Prostaglandin E2 (PGE2) regulates membrane excitability, synaptic transmission, plasticity, and neuronal survival. The consequences of PGE2 release following seizures has been the subject of much study. Here we demonstrate that the prostaglandin E2 receptor 1 (EP1, or Ptger1) modulates native kainate receptors, a family of ionotropic glutamate receptors widely expressed throughout the central nervous system. Global ablation of the EP1 gene in mice (EP1-KO) had no effect on seizure threshold after kainate injection but reduced the likelihood to enter status epilepticus. EP1-KO mice that did experience typical status epilepticus had reduced hippocampal neurodegeneration and a blunted inflammatory response. Further studies with native prostanoid and kainate receptors in cultured cortical neurons, as well as with recombinant prostanoid and kainate receptors expressed in Xenopus oocytes, demonstrated that EP1 receptor activation potentiates heteromeric but not homomeric kainate receptors via a second messenger cascade involving phospholipase C, calcium and protein kinase C. Three critical GluK5 C-terminal serines underlie the potentiation of the GluK2/GluK5 receptor by EP1 activation.

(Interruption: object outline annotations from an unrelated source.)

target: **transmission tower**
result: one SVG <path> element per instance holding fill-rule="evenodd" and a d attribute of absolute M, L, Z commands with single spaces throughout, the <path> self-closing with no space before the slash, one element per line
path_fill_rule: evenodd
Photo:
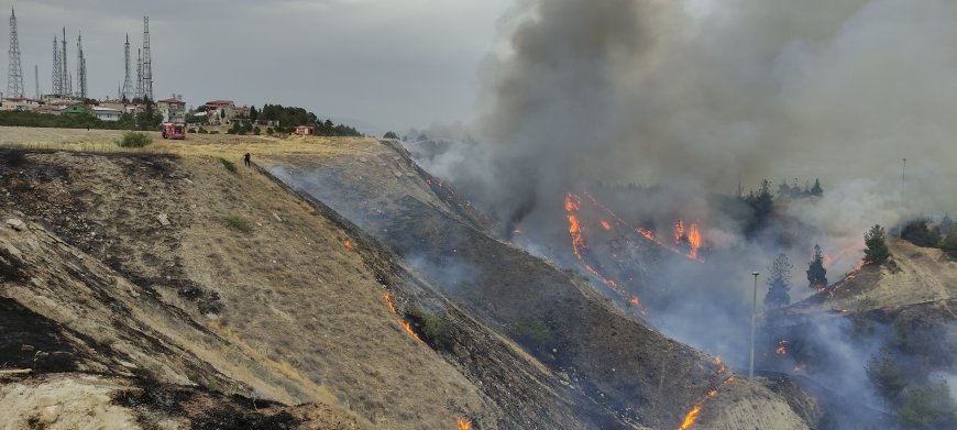
<path fill-rule="evenodd" d="M 136 49 L 136 98 L 143 100 L 143 51 Z"/>
<path fill-rule="evenodd" d="M 127 33 L 127 43 L 123 44 L 123 58 L 125 65 L 127 77 L 123 79 L 123 91 L 121 92 L 121 99 L 132 100 L 133 99 L 133 77 L 130 76 L 130 34 Z"/>
<path fill-rule="evenodd" d="M 63 65 L 59 60 L 59 43 L 53 36 L 53 93 L 63 95 Z"/>
<path fill-rule="evenodd" d="M 76 80 L 77 96 L 87 98 L 87 58 L 84 56 L 84 36 L 79 33 L 76 37 Z"/>
<path fill-rule="evenodd" d="M 69 67 L 66 66 L 66 27 L 63 27 L 63 54 L 59 56 L 61 77 L 63 78 L 63 91 L 61 95 L 68 97 L 73 93 L 73 77 L 69 74 Z"/>
<path fill-rule="evenodd" d="M 143 16 L 143 95 L 153 100 L 153 58 L 150 55 L 150 16 Z"/>
<path fill-rule="evenodd" d="M 7 71 L 7 97 L 23 97 L 23 67 L 20 66 L 20 40 L 16 13 L 10 9 L 10 66 Z"/>

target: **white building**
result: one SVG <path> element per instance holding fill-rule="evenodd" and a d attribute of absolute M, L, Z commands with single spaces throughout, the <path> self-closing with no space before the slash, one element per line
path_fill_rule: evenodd
<path fill-rule="evenodd" d="M 122 111 L 99 106 L 92 107 L 90 113 L 101 121 L 119 121 L 120 117 L 123 115 Z"/>
<path fill-rule="evenodd" d="M 163 122 L 186 122 L 186 102 L 177 98 L 156 101 L 156 108 L 163 115 Z"/>

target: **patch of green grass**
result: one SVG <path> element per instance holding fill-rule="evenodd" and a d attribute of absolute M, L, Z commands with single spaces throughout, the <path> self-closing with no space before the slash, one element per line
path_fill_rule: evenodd
<path fill-rule="evenodd" d="M 146 133 L 140 132 L 129 132 L 123 134 L 123 139 L 117 141 L 117 146 L 120 147 L 143 147 L 153 143 L 153 139 L 146 135 Z"/>
<path fill-rule="evenodd" d="M 235 216 L 226 217 L 226 224 L 246 234 L 253 232 L 253 228 L 249 222 Z"/>
<path fill-rule="evenodd" d="M 235 164 L 226 158 L 219 158 L 219 162 L 222 163 L 222 166 L 226 167 L 230 173 L 235 173 Z"/>

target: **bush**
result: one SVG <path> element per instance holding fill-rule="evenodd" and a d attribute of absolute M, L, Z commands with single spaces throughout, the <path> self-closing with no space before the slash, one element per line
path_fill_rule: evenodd
<path fill-rule="evenodd" d="M 146 135 L 146 133 L 140 132 L 129 132 L 123 134 L 123 139 L 117 141 L 117 145 L 120 147 L 143 147 L 153 143 L 153 139 Z"/>
<path fill-rule="evenodd" d="M 409 319 L 419 326 L 425 340 L 438 349 L 451 349 L 452 326 L 439 312 L 429 312 L 422 309 L 415 308 L 409 312 Z"/>
<path fill-rule="evenodd" d="M 888 400 L 894 400 L 908 386 L 904 371 L 891 356 L 891 352 L 883 350 L 880 355 L 871 357 L 865 366 L 867 376 L 873 383 L 878 393 Z"/>
<path fill-rule="evenodd" d="M 219 162 L 222 163 L 222 166 L 226 167 L 227 170 L 231 173 L 235 173 L 235 164 L 226 158 L 219 158 Z"/>
<path fill-rule="evenodd" d="M 946 382 L 914 388 L 901 407 L 905 429 L 953 429 L 957 427 L 957 405 Z"/>
<path fill-rule="evenodd" d="M 911 221 L 904 225 L 901 236 L 917 246 L 935 247 L 941 242 L 941 231 L 930 224 L 928 219 Z"/>
<path fill-rule="evenodd" d="M 239 217 L 227 217 L 226 224 L 246 234 L 252 233 L 253 231 L 253 228 L 250 227 L 245 220 Z"/>
<path fill-rule="evenodd" d="M 864 235 L 864 262 L 866 264 L 883 264 L 891 256 L 888 250 L 887 234 L 880 225 L 875 225 Z"/>

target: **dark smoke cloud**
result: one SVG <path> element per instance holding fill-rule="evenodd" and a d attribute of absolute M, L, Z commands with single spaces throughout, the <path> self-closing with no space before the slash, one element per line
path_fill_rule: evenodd
<path fill-rule="evenodd" d="M 954 22 L 946 0 L 522 1 L 484 69 L 492 143 L 432 167 L 496 212 L 583 180 L 739 177 L 873 178 L 883 210 L 908 157 L 908 206 L 957 211 Z"/>

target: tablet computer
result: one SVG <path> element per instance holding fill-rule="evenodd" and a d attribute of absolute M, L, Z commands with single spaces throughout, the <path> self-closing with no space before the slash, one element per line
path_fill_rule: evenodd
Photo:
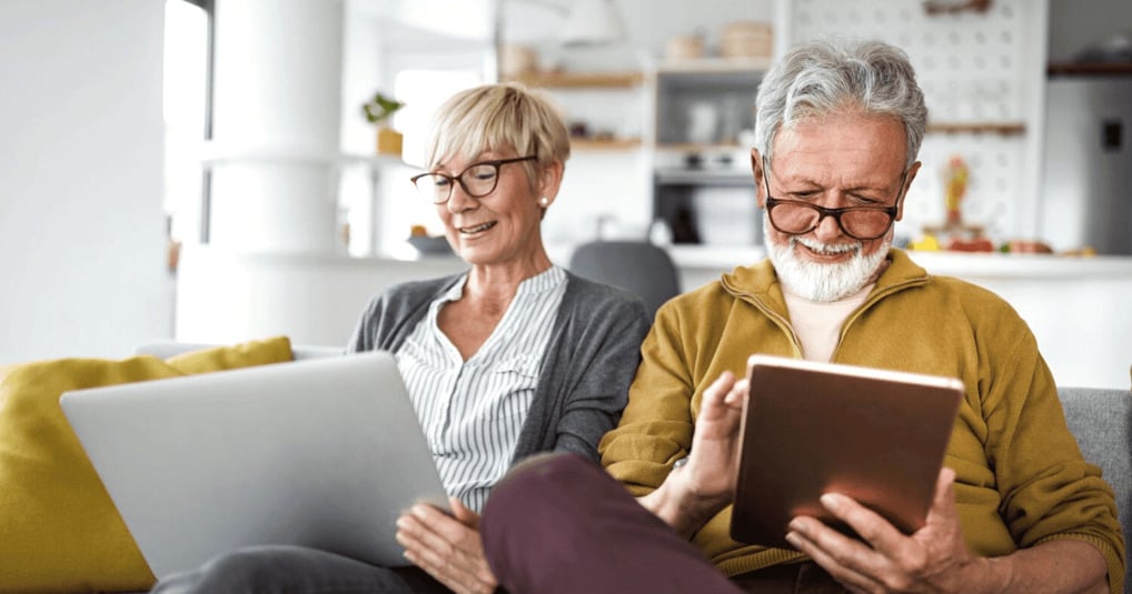
<path fill-rule="evenodd" d="M 838 492 L 910 534 L 924 526 L 963 384 L 955 378 L 756 355 L 748 361 L 731 514 L 738 542 L 790 548 L 787 525 Z"/>

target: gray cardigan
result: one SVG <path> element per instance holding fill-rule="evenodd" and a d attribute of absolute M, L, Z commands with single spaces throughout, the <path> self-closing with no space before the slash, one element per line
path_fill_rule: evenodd
<path fill-rule="evenodd" d="M 429 304 L 462 276 L 405 282 L 377 295 L 346 350 L 396 352 Z M 598 460 L 598 442 L 617 426 L 627 402 L 650 324 L 638 297 L 566 273 L 566 292 L 512 463 L 549 451 Z"/>

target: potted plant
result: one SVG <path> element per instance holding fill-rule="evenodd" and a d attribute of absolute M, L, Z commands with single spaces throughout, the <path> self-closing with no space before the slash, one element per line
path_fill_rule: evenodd
<path fill-rule="evenodd" d="M 401 155 L 401 132 L 389 126 L 389 117 L 404 106 L 380 91 L 361 106 L 366 120 L 377 125 L 377 151 L 381 155 Z"/>

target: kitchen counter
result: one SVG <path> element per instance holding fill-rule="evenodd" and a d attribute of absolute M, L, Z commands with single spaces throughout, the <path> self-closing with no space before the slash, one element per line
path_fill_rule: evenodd
<path fill-rule="evenodd" d="M 571 246 L 551 246 L 565 265 Z M 684 290 L 763 259 L 758 246 L 669 248 Z M 966 279 L 1006 299 L 1027 321 L 1062 385 L 1129 387 L 1132 257 L 912 252 L 934 274 Z M 395 282 L 466 269 L 453 256 L 405 261 L 341 255 L 238 254 L 187 246 L 177 288 L 177 338 L 238 342 L 288 334 L 344 344 L 369 298 Z"/>

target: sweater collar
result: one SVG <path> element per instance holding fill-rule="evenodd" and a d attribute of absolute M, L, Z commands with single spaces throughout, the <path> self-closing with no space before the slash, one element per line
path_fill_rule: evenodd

Taken together, these results indicate that EP1 receptor activation during seizures, through a protein kinase C pathway, increases the probability of kainic acid induced status epilepticus, and independently promotes hippocampal neurodegeneration and a broad inflammatory response.

Introduction

PGE2, a major cyclooxygenase 2 product in the mammalian brain, exerts hormone-like properties that modulate many physiological and pathophysiological functions, among them membrane excitability and synaptic transmission in CA1 pyramidal neurons (Chen and Bazan, 2005). However, the pathways and mechanisms involved remain largely unknown. Kainic acid, an excitatory neurotoxin, when injected into rodents at doses ≥ 20 mg/kg induces seizures that can progress into status epilepticus, which in turn eventually causes development of spontaneous recurrent seizures (epilepsy) in the weeks following (Ben-Ari et al., 1979, Hellier et al., 1998). Kainate receptors (KARs) are ionotropic glutamate receptors composed of GluK1 through GluK5 subunits that are located both presynaptically and postsynaptically throughout the CNS and are involved in synaptic plasticity and transmission (Huettner, 2003, Kamiya, 2002, Lerma, 2003, Pinheiro and Mulle, 2006). Recently we demonstrated expression of the high affinity kainate receptor subunits (GluK4 and GluK5) in the CA3 region of the hippocampus (Rojas et al., 2013), which supported a previous report by Darstein et al. (2003). The expression profile of the high affinity kainate receptor subunits is consistent with the localization of kainic acid binding in the hippocampus. Furthermore, the expression profile of GluK5 (one of the high affinity KA subunits) correlates with the neurodegeneration pattern in the hippocampus following kainic acid injection in rodents.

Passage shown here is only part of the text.